Re: [PATCH] sched, fair: Allow a small degree of load imbalance between SD_NUMA domains v2

From: Peter Zijlstra
Date: Tue Jan 07 2020 - 07:28:29 EST


On Tue, Jan 07, 2020 at 12:22:55PM +0100, Peter Zijlstra wrote:
> On Tue, Jan 07, 2020 at 09:56:55AM +0000, Mel Gorman wrote:

> > + unsigned int imbalance_adj;
> > +
> > + /*
> > + * Calculate an acceptable degree of imbalance based
> > + * on imbalance_adj. However, do not allow a greater
> > + * imbalance than the child domains weight to avoid
> > + * a case where the allowed imbalance spans multiple
> > + * LLCs.
> > + */
>
> That comment is a wee misleading, @child is not an LLC per se.

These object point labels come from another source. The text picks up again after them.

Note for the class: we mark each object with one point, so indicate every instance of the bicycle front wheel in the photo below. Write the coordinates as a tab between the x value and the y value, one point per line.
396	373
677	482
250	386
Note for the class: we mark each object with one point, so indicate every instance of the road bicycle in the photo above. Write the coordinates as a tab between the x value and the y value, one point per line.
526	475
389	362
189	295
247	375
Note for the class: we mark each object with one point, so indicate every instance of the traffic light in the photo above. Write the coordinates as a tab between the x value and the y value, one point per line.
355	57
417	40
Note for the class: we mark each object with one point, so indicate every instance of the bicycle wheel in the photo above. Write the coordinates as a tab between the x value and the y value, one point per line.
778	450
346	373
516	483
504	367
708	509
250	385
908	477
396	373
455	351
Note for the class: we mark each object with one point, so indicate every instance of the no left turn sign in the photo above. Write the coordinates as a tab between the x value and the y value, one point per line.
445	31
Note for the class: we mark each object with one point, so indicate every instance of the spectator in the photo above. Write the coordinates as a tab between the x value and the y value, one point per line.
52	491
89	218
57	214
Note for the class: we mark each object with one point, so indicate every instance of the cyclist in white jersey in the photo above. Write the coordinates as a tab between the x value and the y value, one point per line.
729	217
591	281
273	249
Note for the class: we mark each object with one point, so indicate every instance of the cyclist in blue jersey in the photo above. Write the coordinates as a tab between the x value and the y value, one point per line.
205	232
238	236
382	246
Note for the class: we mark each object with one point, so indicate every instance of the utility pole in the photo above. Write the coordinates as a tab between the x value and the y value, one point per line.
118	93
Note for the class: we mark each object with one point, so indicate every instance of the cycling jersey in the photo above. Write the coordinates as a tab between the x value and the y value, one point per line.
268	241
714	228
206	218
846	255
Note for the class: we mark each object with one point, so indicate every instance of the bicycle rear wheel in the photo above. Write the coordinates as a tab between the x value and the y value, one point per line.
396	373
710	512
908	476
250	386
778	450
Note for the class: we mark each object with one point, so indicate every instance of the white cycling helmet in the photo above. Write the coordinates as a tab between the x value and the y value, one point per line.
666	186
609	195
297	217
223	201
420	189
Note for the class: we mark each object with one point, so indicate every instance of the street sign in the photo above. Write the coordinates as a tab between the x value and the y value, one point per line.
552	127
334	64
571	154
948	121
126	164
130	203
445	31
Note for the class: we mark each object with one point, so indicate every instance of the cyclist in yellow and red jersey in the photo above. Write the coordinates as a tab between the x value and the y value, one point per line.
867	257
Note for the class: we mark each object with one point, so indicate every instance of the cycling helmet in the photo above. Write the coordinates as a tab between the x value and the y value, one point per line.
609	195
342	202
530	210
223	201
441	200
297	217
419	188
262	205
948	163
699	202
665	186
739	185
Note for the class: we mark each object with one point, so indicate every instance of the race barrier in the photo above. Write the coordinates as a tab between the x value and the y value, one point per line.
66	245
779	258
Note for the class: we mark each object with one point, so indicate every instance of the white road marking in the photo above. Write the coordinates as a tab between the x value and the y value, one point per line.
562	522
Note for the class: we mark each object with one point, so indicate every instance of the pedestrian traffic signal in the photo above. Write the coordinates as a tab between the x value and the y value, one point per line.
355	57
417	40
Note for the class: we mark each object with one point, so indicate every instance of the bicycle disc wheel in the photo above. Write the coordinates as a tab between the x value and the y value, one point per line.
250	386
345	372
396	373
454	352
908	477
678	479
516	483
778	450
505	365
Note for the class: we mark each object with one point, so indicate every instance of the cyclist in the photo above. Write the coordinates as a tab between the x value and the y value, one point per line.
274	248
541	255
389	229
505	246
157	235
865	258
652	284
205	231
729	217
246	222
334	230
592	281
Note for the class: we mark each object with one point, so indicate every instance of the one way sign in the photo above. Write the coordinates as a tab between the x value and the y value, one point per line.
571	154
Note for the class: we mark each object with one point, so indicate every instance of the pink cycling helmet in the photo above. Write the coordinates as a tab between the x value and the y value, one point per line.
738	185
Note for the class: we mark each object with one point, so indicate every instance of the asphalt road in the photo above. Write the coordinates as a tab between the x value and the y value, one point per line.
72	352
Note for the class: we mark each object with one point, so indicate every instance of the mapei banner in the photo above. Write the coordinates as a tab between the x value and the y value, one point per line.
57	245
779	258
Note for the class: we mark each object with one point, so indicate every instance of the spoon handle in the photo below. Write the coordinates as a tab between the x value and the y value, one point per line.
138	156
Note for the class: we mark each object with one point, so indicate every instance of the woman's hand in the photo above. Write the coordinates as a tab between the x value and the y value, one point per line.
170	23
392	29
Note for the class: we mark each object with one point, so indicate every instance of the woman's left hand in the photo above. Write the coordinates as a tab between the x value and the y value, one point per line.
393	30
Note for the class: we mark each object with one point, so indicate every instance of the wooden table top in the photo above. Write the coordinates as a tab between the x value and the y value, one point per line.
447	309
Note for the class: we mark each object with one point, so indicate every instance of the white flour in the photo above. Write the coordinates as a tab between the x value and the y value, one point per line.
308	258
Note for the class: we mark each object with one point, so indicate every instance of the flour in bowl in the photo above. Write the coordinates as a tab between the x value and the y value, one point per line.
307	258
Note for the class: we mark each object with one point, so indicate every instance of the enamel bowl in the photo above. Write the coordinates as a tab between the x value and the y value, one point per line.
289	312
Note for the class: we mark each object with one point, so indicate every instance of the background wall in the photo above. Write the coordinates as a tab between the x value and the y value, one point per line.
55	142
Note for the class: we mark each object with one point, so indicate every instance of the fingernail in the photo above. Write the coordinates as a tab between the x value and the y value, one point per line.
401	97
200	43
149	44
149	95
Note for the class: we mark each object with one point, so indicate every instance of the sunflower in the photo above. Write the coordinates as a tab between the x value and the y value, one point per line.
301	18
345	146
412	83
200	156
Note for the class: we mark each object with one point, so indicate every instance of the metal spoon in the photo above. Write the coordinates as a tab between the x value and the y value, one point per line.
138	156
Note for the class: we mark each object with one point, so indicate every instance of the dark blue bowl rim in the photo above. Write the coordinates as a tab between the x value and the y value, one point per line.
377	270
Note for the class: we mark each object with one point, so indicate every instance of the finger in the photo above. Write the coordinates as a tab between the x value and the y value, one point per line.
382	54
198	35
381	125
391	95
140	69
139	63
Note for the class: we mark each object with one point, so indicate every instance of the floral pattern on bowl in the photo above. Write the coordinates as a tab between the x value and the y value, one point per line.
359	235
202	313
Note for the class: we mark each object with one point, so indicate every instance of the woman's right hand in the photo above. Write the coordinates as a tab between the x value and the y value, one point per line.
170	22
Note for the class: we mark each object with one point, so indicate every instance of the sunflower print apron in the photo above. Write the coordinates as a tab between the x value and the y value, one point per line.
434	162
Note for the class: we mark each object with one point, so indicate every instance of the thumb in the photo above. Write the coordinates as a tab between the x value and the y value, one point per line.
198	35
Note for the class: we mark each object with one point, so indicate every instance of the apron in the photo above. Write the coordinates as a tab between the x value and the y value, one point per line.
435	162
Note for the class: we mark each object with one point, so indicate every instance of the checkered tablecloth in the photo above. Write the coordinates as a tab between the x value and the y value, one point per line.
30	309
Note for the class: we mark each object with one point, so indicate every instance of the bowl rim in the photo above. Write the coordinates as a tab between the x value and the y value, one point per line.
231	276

This
> could be the NUMA distance 2 domain, in which case @child is the NUMA
> distance 1 group.
>
> That said, even then it probably makes sense to ensure you don't idle a
> whole smaller distance group.

Hmm, one more thing. On AMD EPYC, which the multiple LLCs, you'll have
the single NODE domain in between, and that is not marked with SD_NUMA
(iirc).

So specifically the case you want to handle is not in fact handled. The
first SD_NUMA (distance-1) will have all NODE children, which on EPYC
are not LLCs.